We made it. Here's how — and what we consciously left out of the first version to make it possible.

Rule 1: Scope triage before kickoff

JUST's legacy system covered ~120 business use cases. A full replication would take 9-12 months. Three months only works if scope is cut to must-have at Day 1 production.

Triage happened with the CFO and IT manager in a room, placing each feature into one of four buckets:

  • Day 1 MUST (40%): business stops without it. Commissions, seller orders, core CRM.
  • Day 30 OK (25%): missing, but the admin can do it manually for 30 days. Reporting dashboards, some admin UI, historical comparisons.
  • Day 90 OK (20%): no one would notice for 3 months. Bulk export, some third-party integrations.
  • Day 360 MAYBE (15%): no one actually uses it. Legacy features nobody had requested for years.

Outcome: we delivered 40% at Day 1, 65% within a month, 85% within a quarter. 15% never shipped — nobody asked for it.

Rule 2: Core data model first, UI last

On a 3-month rewrite it's tempting to start with the frontend — that's what the client sees. But if you have to change the data model later, you rewrite the frontend too. Lost time.

For JUST:

  • Week 1-2: data model (SQL schema) + legacy data migration
  • Week 3-5: business logic (commissions, orders, shared workflows) as pure functions + unit tests
  • Week 6-8: API on top of the business logic
  • Week 9-11: UI (React admin + seller portal)
  • Week 12: UAT, dual run, cutover

Frontend last means the core logic is done and tested before anyone writes the first button. If UAT surfaces something wrong in the business logic, the fix is one-shot — no cascading through the UI.

Rule 3: Parallel run for at least 2 weeks

Before the DNS switch / user cutover both systems have to run side by side and accept the same transactions. Specifics:

  • The new system gets a copy of every transaction from the legacy system (read replica or event sourcing)
  • Users keep working in the legacy
  • Nightly comparison — do both systems show consistent states?
  • Delta > 0.1% = alert, cutover postponed

In JUST's parallel run we found 4 cases where the systems differed. 3 were our bugs, 1 was a legacy bug the business had never spotted. Cutover happened when deltas were under 0.05%.

Rule 4: Cutover day — rollback is optional but addressed

Cutover day for JUST:

  • Friday 22:00 — legacy freeze, read-only mode
  • 22:15 — final data delta from legacy to new
  • 22:30 — DNS switch + users redirected to new system
  • 22:45 — smoke tests (login, create order, view commissions)
  • 23:00 — “go live” signal or rollback trigger

Rollback trigger: if smoke tests fail by 22:55, DNS flips back to legacy, migration is reset. Legacy runs read-only through the weekend, retry cutover on Monday. On a 3-month project with a hard deadline a rollback plan has to exist — but we never needed it. Good preparation eliminates it.

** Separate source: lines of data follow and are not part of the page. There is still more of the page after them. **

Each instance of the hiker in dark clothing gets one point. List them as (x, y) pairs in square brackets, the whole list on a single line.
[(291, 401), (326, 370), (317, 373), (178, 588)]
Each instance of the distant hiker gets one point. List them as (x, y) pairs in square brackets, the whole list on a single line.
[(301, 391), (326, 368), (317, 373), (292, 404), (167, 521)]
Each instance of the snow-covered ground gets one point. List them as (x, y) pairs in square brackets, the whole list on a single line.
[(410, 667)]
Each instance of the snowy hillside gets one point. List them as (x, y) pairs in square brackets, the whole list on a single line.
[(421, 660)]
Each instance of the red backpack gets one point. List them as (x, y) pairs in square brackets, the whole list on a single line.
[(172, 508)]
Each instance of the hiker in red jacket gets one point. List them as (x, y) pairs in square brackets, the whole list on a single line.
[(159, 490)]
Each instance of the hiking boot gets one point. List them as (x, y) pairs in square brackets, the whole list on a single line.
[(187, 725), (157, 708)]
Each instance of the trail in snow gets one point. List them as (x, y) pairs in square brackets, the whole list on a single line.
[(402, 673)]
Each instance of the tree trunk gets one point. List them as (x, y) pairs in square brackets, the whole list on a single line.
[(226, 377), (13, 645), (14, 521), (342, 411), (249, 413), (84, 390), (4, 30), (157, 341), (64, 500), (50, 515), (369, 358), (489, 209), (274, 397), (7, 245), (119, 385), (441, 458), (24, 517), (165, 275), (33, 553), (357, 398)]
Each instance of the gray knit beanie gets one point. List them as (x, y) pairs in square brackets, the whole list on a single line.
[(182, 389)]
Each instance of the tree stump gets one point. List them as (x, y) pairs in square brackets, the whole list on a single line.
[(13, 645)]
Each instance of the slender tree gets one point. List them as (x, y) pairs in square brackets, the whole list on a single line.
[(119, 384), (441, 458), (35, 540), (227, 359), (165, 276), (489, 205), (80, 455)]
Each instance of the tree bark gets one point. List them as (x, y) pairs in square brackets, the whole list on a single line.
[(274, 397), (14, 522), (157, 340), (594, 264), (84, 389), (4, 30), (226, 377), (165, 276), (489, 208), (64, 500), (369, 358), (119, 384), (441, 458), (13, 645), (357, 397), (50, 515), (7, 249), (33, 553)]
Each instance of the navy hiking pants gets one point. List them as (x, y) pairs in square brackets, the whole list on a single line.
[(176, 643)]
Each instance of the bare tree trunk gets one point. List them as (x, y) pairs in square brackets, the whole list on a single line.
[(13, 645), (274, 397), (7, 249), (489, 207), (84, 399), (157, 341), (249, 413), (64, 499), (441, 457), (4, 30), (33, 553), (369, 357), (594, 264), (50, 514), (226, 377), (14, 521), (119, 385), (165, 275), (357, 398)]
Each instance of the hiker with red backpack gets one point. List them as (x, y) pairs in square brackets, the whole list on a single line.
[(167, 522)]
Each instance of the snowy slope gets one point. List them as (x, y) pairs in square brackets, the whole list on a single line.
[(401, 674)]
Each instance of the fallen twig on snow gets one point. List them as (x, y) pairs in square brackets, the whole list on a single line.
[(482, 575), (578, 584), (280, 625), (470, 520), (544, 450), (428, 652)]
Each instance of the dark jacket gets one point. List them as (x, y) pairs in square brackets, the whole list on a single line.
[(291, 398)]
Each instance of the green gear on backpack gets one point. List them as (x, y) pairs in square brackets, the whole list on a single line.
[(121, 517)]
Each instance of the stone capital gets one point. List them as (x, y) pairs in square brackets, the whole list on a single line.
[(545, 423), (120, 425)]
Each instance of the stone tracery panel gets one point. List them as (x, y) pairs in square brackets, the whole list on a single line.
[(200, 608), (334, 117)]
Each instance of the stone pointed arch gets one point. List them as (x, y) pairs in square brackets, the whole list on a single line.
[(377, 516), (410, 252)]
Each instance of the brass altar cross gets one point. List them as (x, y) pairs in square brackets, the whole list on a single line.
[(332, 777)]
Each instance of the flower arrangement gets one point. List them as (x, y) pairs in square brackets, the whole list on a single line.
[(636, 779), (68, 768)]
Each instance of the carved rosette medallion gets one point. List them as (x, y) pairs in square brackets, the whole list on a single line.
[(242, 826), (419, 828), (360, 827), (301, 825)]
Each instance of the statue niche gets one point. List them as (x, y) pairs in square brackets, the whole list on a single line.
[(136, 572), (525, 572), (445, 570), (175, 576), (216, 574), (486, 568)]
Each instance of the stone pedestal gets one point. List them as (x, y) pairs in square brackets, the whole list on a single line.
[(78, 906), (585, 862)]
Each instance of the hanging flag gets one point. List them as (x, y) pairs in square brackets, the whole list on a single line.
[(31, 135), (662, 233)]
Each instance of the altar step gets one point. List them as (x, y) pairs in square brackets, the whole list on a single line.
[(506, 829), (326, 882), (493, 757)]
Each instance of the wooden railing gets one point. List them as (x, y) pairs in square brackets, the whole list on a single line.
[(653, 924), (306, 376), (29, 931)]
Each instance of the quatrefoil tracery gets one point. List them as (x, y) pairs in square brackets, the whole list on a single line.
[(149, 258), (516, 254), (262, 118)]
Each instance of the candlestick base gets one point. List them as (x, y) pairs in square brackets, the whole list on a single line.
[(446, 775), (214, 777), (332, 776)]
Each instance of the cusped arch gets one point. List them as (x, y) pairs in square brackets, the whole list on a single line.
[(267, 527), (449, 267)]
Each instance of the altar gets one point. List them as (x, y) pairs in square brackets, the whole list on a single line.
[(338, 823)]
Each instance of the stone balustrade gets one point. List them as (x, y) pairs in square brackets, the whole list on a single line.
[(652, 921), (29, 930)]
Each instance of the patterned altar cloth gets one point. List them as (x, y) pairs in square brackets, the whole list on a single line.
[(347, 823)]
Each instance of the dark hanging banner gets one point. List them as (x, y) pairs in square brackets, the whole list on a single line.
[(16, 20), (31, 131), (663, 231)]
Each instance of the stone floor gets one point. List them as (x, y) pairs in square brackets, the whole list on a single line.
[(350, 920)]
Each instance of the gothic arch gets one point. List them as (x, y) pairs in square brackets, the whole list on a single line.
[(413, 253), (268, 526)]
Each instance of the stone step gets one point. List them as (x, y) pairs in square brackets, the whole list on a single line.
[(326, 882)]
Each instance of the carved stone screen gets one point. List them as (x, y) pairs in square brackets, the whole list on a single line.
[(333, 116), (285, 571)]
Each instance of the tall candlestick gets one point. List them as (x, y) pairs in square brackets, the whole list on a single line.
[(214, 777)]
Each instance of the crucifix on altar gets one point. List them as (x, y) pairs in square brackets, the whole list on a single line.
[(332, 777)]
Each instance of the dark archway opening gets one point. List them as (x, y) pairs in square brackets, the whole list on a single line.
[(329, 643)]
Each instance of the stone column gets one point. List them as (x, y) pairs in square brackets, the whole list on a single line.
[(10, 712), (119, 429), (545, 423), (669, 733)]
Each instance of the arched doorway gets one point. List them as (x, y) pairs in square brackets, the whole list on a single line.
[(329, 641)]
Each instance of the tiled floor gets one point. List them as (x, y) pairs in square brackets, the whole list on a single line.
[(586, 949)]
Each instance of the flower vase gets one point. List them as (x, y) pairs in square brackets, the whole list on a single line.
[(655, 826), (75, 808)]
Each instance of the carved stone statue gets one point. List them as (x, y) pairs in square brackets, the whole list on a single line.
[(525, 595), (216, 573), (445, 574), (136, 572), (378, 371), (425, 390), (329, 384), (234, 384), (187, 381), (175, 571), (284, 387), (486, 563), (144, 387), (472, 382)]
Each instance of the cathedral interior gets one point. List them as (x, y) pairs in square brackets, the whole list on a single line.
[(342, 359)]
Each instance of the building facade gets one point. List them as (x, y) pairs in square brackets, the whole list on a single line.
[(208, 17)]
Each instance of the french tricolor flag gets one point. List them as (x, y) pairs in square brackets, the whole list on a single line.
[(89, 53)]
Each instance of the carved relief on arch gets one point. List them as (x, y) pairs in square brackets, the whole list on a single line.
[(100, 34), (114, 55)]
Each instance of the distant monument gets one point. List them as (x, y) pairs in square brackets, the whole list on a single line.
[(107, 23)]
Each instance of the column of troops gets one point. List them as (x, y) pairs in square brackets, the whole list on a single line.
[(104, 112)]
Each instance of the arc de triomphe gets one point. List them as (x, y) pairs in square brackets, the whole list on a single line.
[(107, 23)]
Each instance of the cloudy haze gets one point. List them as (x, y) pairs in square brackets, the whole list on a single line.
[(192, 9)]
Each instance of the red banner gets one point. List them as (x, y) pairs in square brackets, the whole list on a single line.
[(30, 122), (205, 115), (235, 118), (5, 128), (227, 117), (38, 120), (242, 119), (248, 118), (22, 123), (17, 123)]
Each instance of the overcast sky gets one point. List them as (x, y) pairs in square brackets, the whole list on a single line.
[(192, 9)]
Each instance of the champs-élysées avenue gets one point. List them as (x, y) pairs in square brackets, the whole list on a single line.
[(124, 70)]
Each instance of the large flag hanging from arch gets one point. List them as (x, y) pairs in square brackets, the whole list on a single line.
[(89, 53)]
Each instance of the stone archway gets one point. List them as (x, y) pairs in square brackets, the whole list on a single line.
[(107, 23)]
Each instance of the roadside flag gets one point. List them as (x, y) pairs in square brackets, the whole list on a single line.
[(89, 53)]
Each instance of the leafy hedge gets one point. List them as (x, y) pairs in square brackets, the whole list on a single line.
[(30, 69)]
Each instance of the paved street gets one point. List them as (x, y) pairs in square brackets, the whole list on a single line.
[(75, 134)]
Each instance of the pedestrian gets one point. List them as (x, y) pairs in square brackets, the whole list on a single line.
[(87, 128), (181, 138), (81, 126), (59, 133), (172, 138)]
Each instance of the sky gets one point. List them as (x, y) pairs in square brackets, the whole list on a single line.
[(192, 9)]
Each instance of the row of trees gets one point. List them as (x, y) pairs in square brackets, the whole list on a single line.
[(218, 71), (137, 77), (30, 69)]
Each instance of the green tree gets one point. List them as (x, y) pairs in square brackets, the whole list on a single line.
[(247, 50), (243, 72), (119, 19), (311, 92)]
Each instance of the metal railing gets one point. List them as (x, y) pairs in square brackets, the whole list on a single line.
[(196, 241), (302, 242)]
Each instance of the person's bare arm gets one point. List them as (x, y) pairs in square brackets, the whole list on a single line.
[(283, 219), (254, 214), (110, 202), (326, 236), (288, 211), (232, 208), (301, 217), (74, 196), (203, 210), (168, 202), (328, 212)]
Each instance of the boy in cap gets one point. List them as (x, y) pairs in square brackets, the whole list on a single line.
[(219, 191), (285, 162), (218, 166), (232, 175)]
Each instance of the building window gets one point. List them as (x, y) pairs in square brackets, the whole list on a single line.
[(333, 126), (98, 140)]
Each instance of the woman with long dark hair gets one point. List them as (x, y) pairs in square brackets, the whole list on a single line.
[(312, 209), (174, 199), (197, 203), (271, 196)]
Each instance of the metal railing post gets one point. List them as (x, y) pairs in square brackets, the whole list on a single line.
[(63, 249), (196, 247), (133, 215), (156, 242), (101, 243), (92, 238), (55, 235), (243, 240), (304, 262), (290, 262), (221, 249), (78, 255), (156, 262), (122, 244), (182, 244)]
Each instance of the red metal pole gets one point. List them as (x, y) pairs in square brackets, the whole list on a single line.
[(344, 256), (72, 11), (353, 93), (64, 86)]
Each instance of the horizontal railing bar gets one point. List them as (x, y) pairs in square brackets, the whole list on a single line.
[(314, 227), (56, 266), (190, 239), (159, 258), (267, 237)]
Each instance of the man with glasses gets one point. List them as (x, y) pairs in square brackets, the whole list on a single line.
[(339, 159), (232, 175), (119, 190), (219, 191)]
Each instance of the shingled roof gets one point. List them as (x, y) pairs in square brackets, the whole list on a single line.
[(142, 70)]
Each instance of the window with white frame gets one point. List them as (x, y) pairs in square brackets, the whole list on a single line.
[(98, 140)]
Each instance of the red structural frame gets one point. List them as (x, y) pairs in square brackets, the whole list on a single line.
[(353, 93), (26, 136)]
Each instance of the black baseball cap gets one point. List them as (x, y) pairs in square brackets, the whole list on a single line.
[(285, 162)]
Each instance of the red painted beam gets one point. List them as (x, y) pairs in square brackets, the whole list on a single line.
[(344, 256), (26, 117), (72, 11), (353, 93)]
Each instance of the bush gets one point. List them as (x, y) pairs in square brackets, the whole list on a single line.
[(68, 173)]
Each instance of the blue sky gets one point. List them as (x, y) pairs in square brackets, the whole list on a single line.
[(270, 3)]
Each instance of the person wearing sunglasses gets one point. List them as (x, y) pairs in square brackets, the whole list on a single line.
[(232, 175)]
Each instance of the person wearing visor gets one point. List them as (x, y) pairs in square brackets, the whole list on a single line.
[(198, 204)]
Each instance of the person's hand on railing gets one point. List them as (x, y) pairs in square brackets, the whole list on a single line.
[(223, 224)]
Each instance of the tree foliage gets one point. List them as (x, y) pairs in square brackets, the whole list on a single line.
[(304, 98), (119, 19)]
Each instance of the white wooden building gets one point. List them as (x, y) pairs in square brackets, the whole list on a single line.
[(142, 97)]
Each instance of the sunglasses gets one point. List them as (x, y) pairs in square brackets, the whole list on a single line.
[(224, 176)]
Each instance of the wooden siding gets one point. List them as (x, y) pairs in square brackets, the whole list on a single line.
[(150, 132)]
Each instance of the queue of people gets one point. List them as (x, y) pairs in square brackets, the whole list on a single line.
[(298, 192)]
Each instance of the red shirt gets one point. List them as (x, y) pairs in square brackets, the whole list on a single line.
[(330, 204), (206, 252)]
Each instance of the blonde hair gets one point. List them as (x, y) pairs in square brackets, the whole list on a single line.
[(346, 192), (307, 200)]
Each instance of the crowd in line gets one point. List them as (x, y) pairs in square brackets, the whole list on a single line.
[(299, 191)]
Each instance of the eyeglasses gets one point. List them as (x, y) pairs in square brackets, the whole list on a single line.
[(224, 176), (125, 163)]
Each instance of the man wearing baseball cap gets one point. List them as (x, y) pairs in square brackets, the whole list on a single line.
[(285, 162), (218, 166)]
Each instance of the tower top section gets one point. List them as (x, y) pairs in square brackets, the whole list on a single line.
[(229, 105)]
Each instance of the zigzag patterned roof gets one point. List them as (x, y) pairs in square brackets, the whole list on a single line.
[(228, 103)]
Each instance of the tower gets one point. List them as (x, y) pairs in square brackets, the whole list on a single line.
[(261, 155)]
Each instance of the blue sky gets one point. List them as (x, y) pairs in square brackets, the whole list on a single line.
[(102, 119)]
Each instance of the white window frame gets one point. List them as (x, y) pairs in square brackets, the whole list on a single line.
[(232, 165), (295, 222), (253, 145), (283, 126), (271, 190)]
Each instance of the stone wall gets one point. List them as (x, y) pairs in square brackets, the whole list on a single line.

Rule 5: Week 1 post-launch = bug-fixing sprint

Production differs from staging. Even after thorough UAT, bugs surface — edge cases no one tested. Week 1 is reserved for 100% of team capacity on bug fixes. No development, no new features, only hot-fixes.

In practice: 10-20 bugs in week 1, 3-5 in week 2, 1-2 in week 3. From week 4 you're back on the roadmap. Anyone who schedules new features for week 1 creates chaos.

What we didn't ship and never shipped

From the 15% “Day 360 MAYBE” bucket:

  • A custom report for an old quarterly structure changed in 2019 (nobody mentioned it; the business doesn't need it)
  • An integration with an ERP the client replaced during the project
  • 3 specific bonuses for the top 5 sellers, replaceable by a manual process

The legacy system had accumulated 15 years of features that someone once needed and later didn't. A rewrite is a chance to simplify. Not repeating that cycle = only building features the business explicitly requests.

The takeaway

A 3-month legacy replacement is possible when:

  • Scope triage with business is at the start, not mid-project
  • Data model → business logic → API → UI, not the reverse
  • Parallel run > 2 weeks with no deltas
  • Cutover day has a rollback plan, even if unused
  • Week 1 post-launch = bug-fixing sprint, not roadmap

More clients fit this model than the market says. The fear of rewrites usually comes from a different story — the 12-month project that failed because of missing triage. Triage it properly and 3 months is enough.